Former president Jacob Zuma watches proceedings in the Pietermaritzburg High Court in August 2024. Picture: Screengrab
At 82-years-old, former President Jacob Zuma has faced a mine-field of legal challenges from his arms deal, to the private prosecution of President Cyril Ramaphosa and the fight to keep his new home the uMkhonto weSizwe Party (MK) among the big wigs in the political landscape.
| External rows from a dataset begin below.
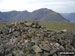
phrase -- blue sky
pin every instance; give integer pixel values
(61, 6)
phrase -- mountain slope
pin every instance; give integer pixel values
(43, 14)
(69, 16)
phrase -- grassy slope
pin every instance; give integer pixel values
(54, 26)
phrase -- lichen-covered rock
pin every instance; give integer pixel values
(32, 39)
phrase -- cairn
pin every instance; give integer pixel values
(32, 39)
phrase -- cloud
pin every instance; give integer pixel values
(30, 5)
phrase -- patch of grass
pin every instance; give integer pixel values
(2, 25)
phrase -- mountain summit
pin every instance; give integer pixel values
(42, 14)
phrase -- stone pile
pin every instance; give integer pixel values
(32, 39)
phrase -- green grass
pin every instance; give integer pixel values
(2, 25)
(51, 25)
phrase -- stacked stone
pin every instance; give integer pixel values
(32, 39)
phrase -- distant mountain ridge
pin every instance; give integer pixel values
(69, 16)
(42, 14)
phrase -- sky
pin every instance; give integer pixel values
(61, 6)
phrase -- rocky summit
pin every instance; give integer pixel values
(32, 39)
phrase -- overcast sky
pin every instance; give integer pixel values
(61, 6)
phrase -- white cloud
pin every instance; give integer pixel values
(56, 5)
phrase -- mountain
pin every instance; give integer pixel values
(42, 14)
(69, 16)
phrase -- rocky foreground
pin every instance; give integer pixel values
(32, 39)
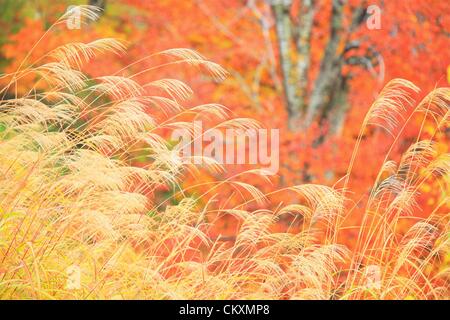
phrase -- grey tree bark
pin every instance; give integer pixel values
(325, 98)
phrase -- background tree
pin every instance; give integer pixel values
(325, 99)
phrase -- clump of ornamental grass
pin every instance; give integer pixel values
(79, 220)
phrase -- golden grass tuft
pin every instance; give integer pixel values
(71, 198)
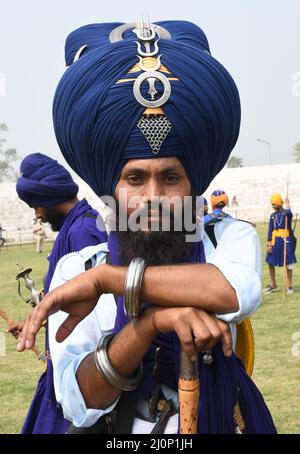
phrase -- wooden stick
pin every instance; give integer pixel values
(10, 323)
(188, 392)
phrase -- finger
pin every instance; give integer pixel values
(22, 338)
(66, 328)
(203, 339)
(30, 335)
(45, 308)
(186, 338)
(226, 338)
(211, 324)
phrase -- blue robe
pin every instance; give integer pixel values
(78, 230)
(277, 221)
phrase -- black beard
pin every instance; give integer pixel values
(156, 248)
(55, 218)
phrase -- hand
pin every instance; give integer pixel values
(16, 329)
(198, 330)
(78, 298)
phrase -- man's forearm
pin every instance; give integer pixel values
(201, 286)
(125, 353)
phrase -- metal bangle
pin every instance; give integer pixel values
(108, 373)
(133, 284)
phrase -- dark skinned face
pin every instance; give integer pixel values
(150, 179)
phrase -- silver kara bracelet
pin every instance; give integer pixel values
(133, 284)
(108, 373)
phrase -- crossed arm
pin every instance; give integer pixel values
(184, 298)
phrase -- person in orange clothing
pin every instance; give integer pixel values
(280, 231)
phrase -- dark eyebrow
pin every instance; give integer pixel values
(171, 169)
(140, 170)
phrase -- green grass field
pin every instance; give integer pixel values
(276, 372)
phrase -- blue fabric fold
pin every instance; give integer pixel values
(44, 182)
(45, 415)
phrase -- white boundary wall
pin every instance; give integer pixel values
(252, 186)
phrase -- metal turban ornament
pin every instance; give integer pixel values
(154, 124)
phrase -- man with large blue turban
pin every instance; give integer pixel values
(145, 112)
(48, 188)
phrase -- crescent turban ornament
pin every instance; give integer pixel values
(133, 91)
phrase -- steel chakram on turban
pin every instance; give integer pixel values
(44, 182)
(144, 91)
(217, 197)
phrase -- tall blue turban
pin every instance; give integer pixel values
(44, 182)
(95, 116)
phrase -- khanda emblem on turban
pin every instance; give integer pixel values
(147, 46)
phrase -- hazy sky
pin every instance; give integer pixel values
(258, 41)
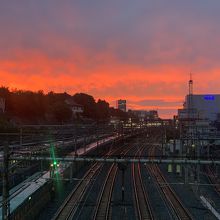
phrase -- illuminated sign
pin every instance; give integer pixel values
(209, 97)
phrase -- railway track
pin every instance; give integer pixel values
(143, 207)
(70, 205)
(213, 179)
(102, 210)
(175, 203)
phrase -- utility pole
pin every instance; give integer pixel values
(5, 192)
(21, 141)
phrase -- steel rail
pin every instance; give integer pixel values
(70, 205)
(143, 207)
(176, 204)
(103, 205)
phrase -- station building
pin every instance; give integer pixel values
(202, 107)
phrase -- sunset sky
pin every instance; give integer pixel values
(141, 50)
Prominent defence attorney William Booth said the plethora of applications brought by Zuma before the various courts in his attempt to appeal rulings against him are “ridiculous” and it’s time for the courts to set a precedent against such applications.
‘Ridiculous’
“This whole process, if you can call it a process, or saga or circus whichever way you want to discuss these applications brought by former President Zuma is quite ridiculous.
“I think it’s about time that the court actually states categorically that if lawyers bring such applications on behalf of whoever and there is absolutely no basis, they must be held accountable,” Booth told broadcaster 702 earlier this year.
However, Zuma has continued with his various appeals and applications.
While it has taken two decades, several postponements and millions in legal fees to kick off Zuma’s arms deal case – legal experts concede the politician’s “Stalingrad”- defence strategy has paid off.
Zuma has been charged with French arms company Thales for fraud, corruption, money laundering and racketeering, linked to the 1999 multi-billion-rand defence procurement project.
ALSO READ: Zuma unsuccessful in bid to change April 2025 arms deal trial date [VIDEO]
Zuma battles
His ongoing battles include the tenacious attempt to legally remove the prosecutor in his case Billy Downer and journalist Karyn Maughan through private prosecution over the leaking of a medical certificate.
Zuma also initiated a private prosecution against President Cyril Ramaphosa on the eve of the African National Congress’ (ANC) national elective conference on 15 December 2022.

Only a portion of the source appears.